Auch wenn Perzeptionen politisch wirkmächtige Fakten sein können, geht es hier nicht lediglich um „unterschiedliche Wahrnehmungen“ von Konfliktursachen, wie der russische Botschafter gerade in einem Rundfunkinterview feststellte. Russland muss zurückkehren zur Achtung der Prinzipien von Helsinki und Paris: Souveränität, territoriale Integrität, Unverletzlichkeit der Grenzen, friedliche Konfliktbeilegung, Nichteinmischung, freie Bündniswahl. Das Land, das am konsequentesten auf „Nichteinmischung“ beharrt, hat sich in seit Jahrzehnten nicht dagewesener Weise in die inneren Angelegenheiten seines Nachbarn Ukraine eingeschaltet. Die Minsker Abkommen müssen umgesetzt werden, und die Ukraine muss sich reformieren, aber auch imstande sein, sich gegen weitere Vorstöße der von Russland unterstützten Aufständischen zu verteidigen.

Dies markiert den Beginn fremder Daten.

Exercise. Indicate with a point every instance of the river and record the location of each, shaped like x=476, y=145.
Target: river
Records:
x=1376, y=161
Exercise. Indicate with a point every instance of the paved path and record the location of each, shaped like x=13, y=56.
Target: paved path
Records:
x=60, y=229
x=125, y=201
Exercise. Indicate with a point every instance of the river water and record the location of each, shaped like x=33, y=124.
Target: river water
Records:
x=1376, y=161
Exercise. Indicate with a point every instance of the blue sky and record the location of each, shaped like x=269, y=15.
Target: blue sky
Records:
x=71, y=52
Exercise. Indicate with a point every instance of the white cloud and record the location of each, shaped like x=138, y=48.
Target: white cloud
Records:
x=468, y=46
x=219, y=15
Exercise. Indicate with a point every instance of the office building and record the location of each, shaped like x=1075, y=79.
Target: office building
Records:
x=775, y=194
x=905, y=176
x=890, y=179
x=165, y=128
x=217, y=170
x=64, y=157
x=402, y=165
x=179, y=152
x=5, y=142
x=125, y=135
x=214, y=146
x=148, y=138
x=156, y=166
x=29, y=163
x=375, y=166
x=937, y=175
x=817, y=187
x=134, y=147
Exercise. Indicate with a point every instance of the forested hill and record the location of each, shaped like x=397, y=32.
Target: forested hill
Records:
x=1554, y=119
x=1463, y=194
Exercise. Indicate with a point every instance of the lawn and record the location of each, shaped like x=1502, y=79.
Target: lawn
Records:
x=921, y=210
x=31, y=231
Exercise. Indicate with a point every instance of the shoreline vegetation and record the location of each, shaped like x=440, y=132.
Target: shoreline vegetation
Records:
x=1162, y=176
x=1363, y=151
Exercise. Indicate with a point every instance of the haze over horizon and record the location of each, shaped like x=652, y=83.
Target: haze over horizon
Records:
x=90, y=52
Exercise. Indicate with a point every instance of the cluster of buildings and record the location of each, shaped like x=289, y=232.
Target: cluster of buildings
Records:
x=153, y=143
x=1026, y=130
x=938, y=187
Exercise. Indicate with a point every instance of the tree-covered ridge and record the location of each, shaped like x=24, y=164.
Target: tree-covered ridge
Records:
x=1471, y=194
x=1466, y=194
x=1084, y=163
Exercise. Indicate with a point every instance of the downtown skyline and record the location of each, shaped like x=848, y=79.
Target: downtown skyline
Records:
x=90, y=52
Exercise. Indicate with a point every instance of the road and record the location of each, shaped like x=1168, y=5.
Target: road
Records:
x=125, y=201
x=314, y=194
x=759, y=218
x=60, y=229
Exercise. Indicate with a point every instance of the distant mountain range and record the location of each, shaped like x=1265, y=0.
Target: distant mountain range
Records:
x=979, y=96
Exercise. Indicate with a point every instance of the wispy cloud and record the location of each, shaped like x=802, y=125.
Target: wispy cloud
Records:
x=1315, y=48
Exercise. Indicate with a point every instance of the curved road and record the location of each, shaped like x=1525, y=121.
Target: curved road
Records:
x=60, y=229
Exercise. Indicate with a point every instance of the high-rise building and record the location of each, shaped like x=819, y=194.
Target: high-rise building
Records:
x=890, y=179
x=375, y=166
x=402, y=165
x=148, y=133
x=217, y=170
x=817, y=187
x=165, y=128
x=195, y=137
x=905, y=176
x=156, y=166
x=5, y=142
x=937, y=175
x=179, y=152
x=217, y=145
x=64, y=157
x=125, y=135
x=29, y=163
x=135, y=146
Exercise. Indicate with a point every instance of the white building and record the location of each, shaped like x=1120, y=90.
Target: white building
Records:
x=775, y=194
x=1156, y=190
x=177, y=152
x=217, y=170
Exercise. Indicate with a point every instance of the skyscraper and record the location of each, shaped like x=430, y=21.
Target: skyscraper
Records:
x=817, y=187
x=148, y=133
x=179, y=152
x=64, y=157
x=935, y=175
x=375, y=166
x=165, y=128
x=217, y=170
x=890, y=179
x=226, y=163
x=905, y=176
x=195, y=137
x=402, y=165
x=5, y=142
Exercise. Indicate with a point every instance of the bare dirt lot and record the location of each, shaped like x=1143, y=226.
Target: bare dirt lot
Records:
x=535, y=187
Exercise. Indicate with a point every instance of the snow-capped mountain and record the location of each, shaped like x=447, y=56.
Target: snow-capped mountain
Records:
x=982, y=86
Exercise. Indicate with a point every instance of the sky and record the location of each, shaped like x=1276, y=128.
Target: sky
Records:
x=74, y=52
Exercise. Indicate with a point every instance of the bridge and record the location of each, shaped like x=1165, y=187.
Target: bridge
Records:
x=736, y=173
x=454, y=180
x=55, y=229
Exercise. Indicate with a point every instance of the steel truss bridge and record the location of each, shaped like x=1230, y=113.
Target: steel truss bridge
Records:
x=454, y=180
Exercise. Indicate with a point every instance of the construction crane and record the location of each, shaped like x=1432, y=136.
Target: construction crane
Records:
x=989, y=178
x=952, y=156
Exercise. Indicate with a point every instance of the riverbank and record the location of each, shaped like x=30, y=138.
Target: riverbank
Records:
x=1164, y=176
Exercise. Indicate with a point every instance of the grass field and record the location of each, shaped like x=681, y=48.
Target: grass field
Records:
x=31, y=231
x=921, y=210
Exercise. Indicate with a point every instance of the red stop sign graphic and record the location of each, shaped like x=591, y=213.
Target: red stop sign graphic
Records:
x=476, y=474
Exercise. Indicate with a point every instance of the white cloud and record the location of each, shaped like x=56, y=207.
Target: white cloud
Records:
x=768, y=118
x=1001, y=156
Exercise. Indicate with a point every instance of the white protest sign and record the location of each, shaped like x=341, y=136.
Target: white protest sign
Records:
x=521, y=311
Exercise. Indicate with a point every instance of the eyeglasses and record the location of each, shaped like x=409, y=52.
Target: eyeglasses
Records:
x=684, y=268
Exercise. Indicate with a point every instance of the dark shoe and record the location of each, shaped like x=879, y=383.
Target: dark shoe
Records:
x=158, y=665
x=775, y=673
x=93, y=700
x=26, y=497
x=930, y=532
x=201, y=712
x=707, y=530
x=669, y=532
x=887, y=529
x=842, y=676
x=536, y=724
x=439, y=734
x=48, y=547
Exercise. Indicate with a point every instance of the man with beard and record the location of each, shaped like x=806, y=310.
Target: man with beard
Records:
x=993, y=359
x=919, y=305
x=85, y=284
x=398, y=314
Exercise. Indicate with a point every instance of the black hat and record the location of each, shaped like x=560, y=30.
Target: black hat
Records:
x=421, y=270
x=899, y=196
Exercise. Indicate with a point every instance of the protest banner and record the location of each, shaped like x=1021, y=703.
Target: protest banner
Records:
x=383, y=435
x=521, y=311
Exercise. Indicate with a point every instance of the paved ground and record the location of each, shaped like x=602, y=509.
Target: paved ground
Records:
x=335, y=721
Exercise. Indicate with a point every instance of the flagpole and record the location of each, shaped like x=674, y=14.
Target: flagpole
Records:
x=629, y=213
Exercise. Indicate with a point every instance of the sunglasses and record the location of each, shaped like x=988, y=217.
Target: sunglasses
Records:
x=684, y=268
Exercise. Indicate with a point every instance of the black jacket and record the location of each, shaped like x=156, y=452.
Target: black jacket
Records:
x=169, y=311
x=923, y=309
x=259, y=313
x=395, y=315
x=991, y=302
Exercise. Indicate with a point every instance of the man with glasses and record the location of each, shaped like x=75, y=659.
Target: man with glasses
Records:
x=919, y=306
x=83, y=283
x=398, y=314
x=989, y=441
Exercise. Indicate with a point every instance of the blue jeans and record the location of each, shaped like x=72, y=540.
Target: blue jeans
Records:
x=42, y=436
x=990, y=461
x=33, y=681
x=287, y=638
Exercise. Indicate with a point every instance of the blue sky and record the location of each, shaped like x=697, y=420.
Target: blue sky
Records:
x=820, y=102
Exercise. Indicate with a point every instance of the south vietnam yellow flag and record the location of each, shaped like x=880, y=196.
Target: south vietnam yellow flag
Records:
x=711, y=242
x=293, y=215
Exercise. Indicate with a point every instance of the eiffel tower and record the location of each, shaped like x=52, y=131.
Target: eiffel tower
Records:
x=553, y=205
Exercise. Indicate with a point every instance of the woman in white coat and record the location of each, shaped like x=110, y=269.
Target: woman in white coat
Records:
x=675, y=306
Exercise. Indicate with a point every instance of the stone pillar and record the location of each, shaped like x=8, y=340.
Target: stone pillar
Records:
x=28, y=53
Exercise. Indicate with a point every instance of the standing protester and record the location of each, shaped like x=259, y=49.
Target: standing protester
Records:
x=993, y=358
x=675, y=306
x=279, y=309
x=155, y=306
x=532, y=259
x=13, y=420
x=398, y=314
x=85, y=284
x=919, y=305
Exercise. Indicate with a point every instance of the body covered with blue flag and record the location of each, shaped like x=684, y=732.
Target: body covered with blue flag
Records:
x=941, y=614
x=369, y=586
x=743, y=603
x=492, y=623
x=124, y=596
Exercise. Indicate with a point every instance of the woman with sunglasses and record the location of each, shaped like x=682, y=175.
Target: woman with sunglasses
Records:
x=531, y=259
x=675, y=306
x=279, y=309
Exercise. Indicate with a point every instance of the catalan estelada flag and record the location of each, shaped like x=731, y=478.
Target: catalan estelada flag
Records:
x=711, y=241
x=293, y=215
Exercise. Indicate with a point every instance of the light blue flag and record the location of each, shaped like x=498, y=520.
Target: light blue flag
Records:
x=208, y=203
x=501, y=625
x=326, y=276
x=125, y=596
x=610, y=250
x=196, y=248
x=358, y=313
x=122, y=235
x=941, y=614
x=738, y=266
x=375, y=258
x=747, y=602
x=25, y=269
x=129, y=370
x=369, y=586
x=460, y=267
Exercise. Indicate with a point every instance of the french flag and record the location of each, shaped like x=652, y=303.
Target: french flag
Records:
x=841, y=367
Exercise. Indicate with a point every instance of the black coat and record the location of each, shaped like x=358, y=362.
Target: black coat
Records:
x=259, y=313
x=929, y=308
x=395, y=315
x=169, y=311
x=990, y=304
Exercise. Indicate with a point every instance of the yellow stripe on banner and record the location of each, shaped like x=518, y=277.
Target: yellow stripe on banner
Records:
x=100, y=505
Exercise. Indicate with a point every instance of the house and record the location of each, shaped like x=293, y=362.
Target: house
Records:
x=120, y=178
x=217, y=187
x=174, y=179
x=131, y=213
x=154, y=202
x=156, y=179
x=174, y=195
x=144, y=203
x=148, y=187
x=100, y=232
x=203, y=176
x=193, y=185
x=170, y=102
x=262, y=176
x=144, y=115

Doch muss über die gegenwärtige Krise hinausgedacht werden: Nie hat es in ausreichendem Maße das Gespräch über Russlands Platz in der europäischen Sicherheitsordnung gegeben. Die Bundeskanzlerin hat unter der Bedingung einer Rückkehr Russlands zu den vereinbarten Prinzipien eine West-Ost-Freihandelszone in Aussicht gestellt. Diese Bereitschaft sollte auf sicherheitspolitischem Gebiet durch konkrete Vorstellungen flankiert werden.
Ein zentrales Beispiel: Den Medwedjew-Vorschlag von 2008/2009 für einen umfassenden europäischen Sicherheitsvertrag, wenngleich in der Substanz bedenklich, hätte der Westen doch viel aktiver aufgreifen sollen – als Ausgangspunkt für einen intensiven strukturierten Dialog nicht zuletzt im NATO-Russland-Rat. Die Scheu davor auf westlicher Seite war und ist nicht angebracht. Ist nicht auch die Schlussakte von Helsinki 1975 mit ihren positiven Auswirkungen in der jüngeren europäischen Geschichte aus ursprünglich furchtsam betrachteten sowjetischen Vorschlägen hervorgegangen? Die unterschiedlichen ordnungspolitischen Vorstellungen Russlands und der NATO für den euro-atlantischen Raum sollten mit großer Offenheit und langem Atem diskutiert werden. Und im Interesse der Weiterentwicklung der europäischen Sicherheitsordnung sollte innovativ und engagiert ein neuer Aufbruch in der konventionellen Rüstungskontrolle und europäischen Vertrauensbildung betrieben werden.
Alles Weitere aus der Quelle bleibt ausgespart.